If your business doing well and you wish to expand it further and if the market is healthy, you can opt for home refinance for the expansion. If you need more money to complete your studies, which can fetch you a better job, then a home refinance can really help you. Both these are valid reasons to spend on as they will result in increased income and revenue.  Dont opt for home refinance just because everyone is doing it.  After all, this is a new loan that will have to be paid back.

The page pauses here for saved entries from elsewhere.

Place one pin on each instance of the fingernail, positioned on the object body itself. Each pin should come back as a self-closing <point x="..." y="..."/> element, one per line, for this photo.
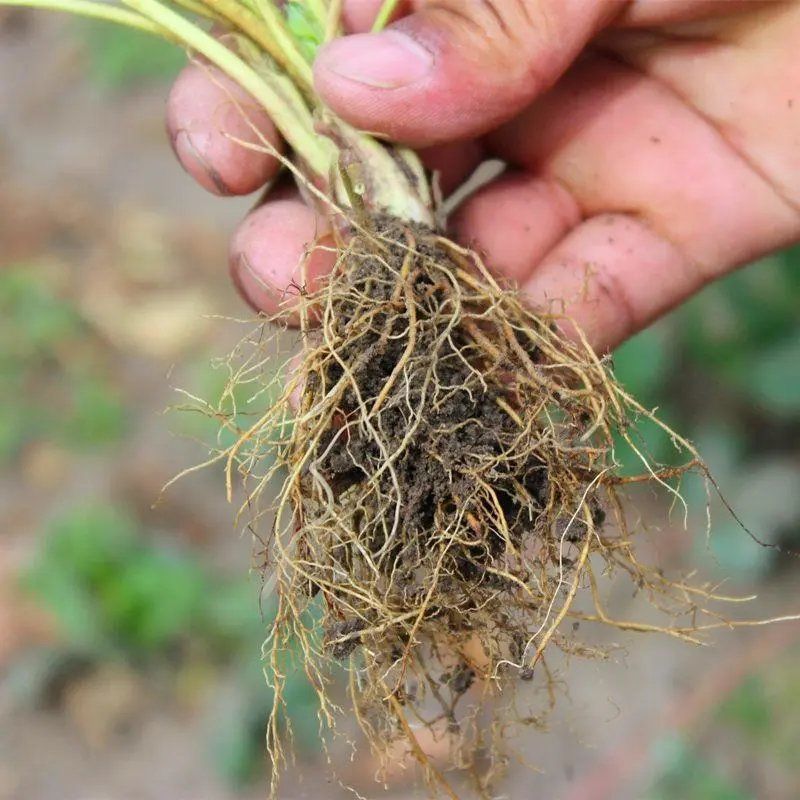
<point x="256" y="289"/>
<point x="388" y="60"/>
<point x="188" y="154"/>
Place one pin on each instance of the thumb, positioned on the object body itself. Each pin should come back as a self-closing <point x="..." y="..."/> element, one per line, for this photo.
<point x="455" y="68"/>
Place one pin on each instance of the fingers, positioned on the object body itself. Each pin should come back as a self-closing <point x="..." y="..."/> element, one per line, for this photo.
<point x="613" y="276"/>
<point x="514" y="222"/>
<point x="455" y="68"/>
<point x="619" y="141"/>
<point x="669" y="204"/>
<point x="206" y="113"/>
<point x="280" y="250"/>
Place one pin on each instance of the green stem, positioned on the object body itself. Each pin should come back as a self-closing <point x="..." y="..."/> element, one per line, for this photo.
<point x="87" y="8"/>
<point x="294" y="121"/>
<point x="384" y="13"/>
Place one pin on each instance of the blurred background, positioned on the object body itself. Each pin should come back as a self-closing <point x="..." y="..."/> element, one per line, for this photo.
<point x="130" y="634"/>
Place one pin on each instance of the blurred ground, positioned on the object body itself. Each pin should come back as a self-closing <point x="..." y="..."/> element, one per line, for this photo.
<point x="129" y="635"/>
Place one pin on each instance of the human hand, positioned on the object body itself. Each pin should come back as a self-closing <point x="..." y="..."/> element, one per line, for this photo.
<point x="653" y="145"/>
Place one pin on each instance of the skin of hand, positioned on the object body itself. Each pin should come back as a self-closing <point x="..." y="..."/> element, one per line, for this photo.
<point x="652" y="145"/>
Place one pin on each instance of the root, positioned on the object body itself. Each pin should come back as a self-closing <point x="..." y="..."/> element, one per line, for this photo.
<point x="444" y="487"/>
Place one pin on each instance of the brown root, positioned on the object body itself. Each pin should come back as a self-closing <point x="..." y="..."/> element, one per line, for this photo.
<point x="445" y="484"/>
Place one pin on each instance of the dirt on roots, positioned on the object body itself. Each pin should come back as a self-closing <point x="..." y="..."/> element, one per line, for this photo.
<point x="444" y="488"/>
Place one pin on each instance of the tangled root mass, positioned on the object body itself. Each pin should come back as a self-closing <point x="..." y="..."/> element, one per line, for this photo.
<point x="446" y="479"/>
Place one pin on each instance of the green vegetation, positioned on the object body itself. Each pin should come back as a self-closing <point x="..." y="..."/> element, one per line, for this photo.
<point x="117" y="593"/>
<point x="120" y="58"/>
<point x="54" y="384"/>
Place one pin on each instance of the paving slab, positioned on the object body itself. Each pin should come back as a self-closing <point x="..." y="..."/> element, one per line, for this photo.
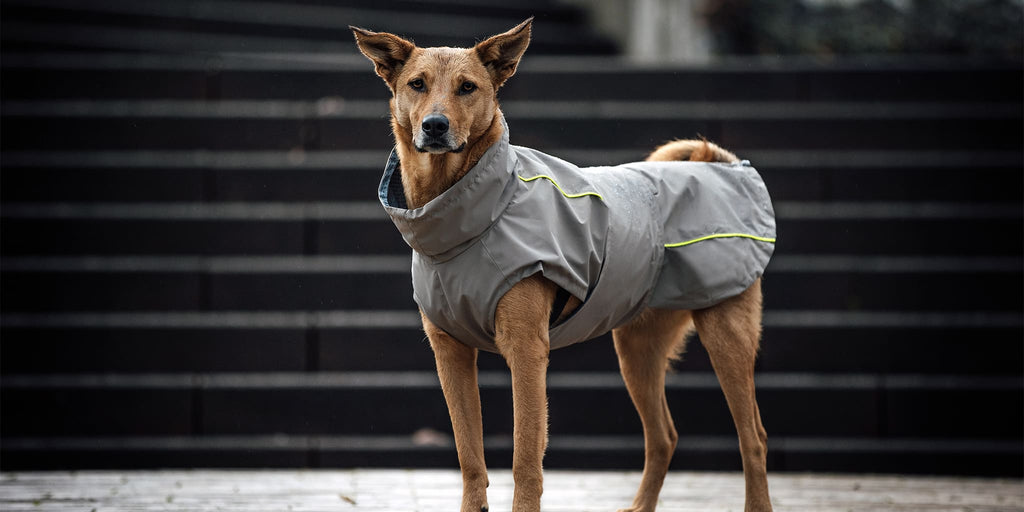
<point x="430" y="491"/>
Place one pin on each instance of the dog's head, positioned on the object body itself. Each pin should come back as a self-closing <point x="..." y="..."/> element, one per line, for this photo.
<point x="443" y="97"/>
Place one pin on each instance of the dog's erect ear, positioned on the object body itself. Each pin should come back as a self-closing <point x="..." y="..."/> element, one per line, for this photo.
<point x="387" y="51"/>
<point x="501" y="53"/>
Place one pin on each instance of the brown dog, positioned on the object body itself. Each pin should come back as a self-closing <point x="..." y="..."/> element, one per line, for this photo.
<point x="444" y="118"/>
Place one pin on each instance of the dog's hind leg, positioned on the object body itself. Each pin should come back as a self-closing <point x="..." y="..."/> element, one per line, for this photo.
<point x="521" y="336"/>
<point x="645" y="347"/>
<point x="730" y="331"/>
<point x="457" y="371"/>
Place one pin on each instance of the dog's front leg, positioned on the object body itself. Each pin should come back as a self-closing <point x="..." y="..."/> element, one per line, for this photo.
<point x="457" y="371"/>
<point x="521" y="336"/>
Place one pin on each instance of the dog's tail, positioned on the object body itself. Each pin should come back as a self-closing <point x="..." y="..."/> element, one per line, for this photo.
<point x="692" y="151"/>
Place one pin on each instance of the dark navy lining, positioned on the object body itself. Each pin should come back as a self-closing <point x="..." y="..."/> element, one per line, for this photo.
<point x="395" y="193"/>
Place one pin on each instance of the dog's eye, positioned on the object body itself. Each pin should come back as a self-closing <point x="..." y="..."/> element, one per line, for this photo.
<point x="467" y="87"/>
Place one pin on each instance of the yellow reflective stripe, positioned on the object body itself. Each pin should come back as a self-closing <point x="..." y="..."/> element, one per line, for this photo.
<point x="570" y="196"/>
<point x="722" y="236"/>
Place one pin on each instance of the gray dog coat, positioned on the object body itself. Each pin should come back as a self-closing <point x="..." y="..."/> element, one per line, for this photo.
<point x="664" y="235"/>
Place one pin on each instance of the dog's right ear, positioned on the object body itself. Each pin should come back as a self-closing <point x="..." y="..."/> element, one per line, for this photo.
<point x="387" y="51"/>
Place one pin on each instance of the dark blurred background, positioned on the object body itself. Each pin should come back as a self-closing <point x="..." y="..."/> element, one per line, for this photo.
<point x="196" y="271"/>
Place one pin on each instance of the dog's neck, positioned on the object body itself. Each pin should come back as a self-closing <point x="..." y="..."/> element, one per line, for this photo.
<point x="425" y="176"/>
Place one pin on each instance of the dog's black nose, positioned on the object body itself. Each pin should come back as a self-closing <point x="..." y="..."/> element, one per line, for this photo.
<point x="435" y="125"/>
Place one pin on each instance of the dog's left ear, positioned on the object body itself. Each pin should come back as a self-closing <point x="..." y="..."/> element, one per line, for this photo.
<point x="387" y="51"/>
<point x="501" y="53"/>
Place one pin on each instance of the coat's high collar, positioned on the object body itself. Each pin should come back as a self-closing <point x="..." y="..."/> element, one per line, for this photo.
<point x="445" y="225"/>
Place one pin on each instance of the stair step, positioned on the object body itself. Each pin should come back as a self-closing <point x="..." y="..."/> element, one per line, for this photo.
<point x="34" y="130"/>
<point x="239" y="289"/>
<point x="350" y="76"/>
<point x="344" y="175"/>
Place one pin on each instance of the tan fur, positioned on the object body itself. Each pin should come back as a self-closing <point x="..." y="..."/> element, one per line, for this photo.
<point x="645" y="346"/>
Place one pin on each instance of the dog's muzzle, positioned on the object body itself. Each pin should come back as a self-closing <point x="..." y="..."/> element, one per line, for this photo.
<point x="434" y="135"/>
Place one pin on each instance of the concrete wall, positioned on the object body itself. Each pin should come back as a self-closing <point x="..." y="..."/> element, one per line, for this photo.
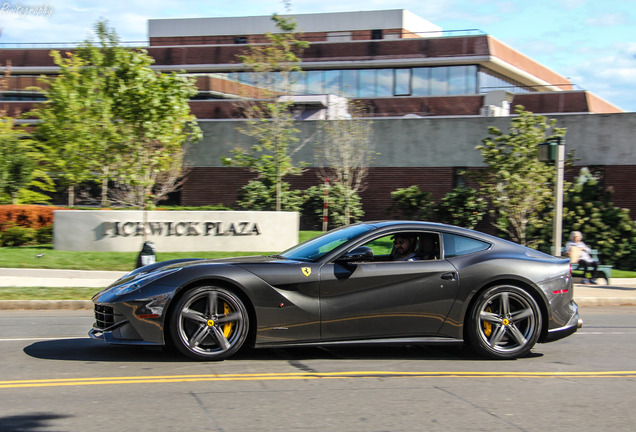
<point x="597" y="139"/>
<point x="175" y="231"/>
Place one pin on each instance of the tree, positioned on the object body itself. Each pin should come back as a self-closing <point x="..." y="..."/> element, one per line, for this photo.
<point x="588" y="207"/>
<point x="462" y="207"/>
<point x="154" y="123"/>
<point x="110" y="117"/>
<point x="19" y="165"/>
<point x="517" y="185"/>
<point x="76" y="122"/>
<point x="313" y="207"/>
<point x="270" y="120"/>
<point x="344" y="154"/>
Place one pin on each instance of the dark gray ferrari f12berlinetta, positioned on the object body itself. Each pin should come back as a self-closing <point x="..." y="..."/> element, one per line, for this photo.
<point x="389" y="281"/>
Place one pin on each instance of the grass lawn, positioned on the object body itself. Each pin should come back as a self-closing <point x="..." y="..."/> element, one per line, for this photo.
<point x="47" y="257"/>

If you dont have increased cash flow and have taken a new mortgage that is added burden to you, then your current lifestyle will change drastically.  Yet, home refinance is a good option for the right and valid reasons and in the right settings. It can improve cash flow with lesser monthly mortgage payments that will result in long term savings that can be used to pay off the first mortgage.  You must make sure that the new interest rates are lesser than what you are already paying. Read the loan terms and conditions carefully and make sure that there are no hidden costs.

If a homeowner has a $100,000, 30-year mortgage at 8% rate of interest, he can consider opting for home refinance if the interest rate fell to 6%.  This could help him save around $134 per month and an overall savings of over $48,000.  Hence, it is critical to determine the costs involved with a home refinance as against long term savings and how long the homeowner plans to continue in the same house.

The type of mortgage you get also depends on how long you plan to stay in the same house.  If you are considering remaining there for more than 10 years, then go with the fixed rate mortgage.  If on the other hand, you plan to sell after 5 years, you can consider the adjustable rate mortgage.  Consult a refinance professional who will offer many good insights into the whole subject so that you do not make a mistake.